Y así siguió la vida de este pueblo. Dado que las condiciones preestablecidas tendían a tornarse cada vez mejores, dado que la sangre del pueblo tendía cada vez más hacia esas condiciones preestablecidas y se desarrollaba de esta manera a lo largo de las generaciones, se hizo posible, en cierto momento de su historia, que la naturaleza corporal del niño Jesús (See Appendix II, p. 75) configurase entre ellos un cuerpo digno de alojar a la personalidad de Zaratustra. A ese fin, el pueblo hebreo había tenido que crecer fuerte y poderoso.

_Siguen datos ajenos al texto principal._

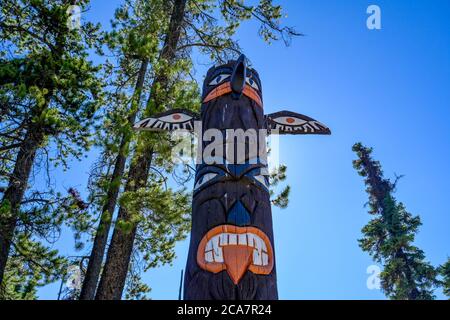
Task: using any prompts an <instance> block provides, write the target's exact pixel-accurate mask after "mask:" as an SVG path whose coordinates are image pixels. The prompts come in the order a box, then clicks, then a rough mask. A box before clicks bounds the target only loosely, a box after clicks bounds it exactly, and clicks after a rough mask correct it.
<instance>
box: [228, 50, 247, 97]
mask: <svg viewBox="0 0 450 320" xmlns="http://www.w3.org/2000/svg"><path fill="white" fill-rule="evenodd" d="M246 78H247V62H246V58H245V55H243V54H241V55H240V56H239V59H237V61H236V64H235V65H234V69H233V73H232V74H231V81H230V83H231V90H232V97H233V99H236V100H237V99H239V98H240V97H241V95H242V91H244V87H245V79H246Z"/></svg>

Si, de acuerdo con el Evangelio de San Mateo, seguimos su destino ulterior, a partir del tiempo de los Jueces y de los Reyes, veremos cuán frecuentemente erró este pueblo y veremos también que esto era necesario para poder permitir que sucediera lo que sucedió. Era necesario, especialmente, que este pueblo padeciera toda suerte de infortunios. Así lo demuestra su cautiverio en Babilonia. Veremos cómo contribuye esto a desarrollar sus características especiales y por qué fue necesario que trabasen contacto con el otro lado de la antigua tradición tal como aparece en Babilonia, cuando se hallaban maduros para retomar el camino hacia la meta que se habían propuesto. Esto, por un lado. Por el otro, no debe olvidarse que en el mismo tiempo en que los hebreos trababan contacto con los Babilonios, un poderoso maestro del oriente comenzaba a difundir sus enseñanzas entre ellos y algunos de los mejores hebreos lograron asimilar la luminosa influencia de este gran maestro. Era la época en que Zaratustra, —bajo la forma de Zaratas o Nazarathos— efectuaba sus prédicas en las regiones adonde habían sido llevados los judíos por su destino. Algunos de los mejores profetas recibieron su influencia. El resultado no pudo ser mejor con este pueblo; en efecto, la sangre había arrojado ya ciertos frutos y además actuaban ya sobre ellos ciertas influencias extrañas procedentes del exterior.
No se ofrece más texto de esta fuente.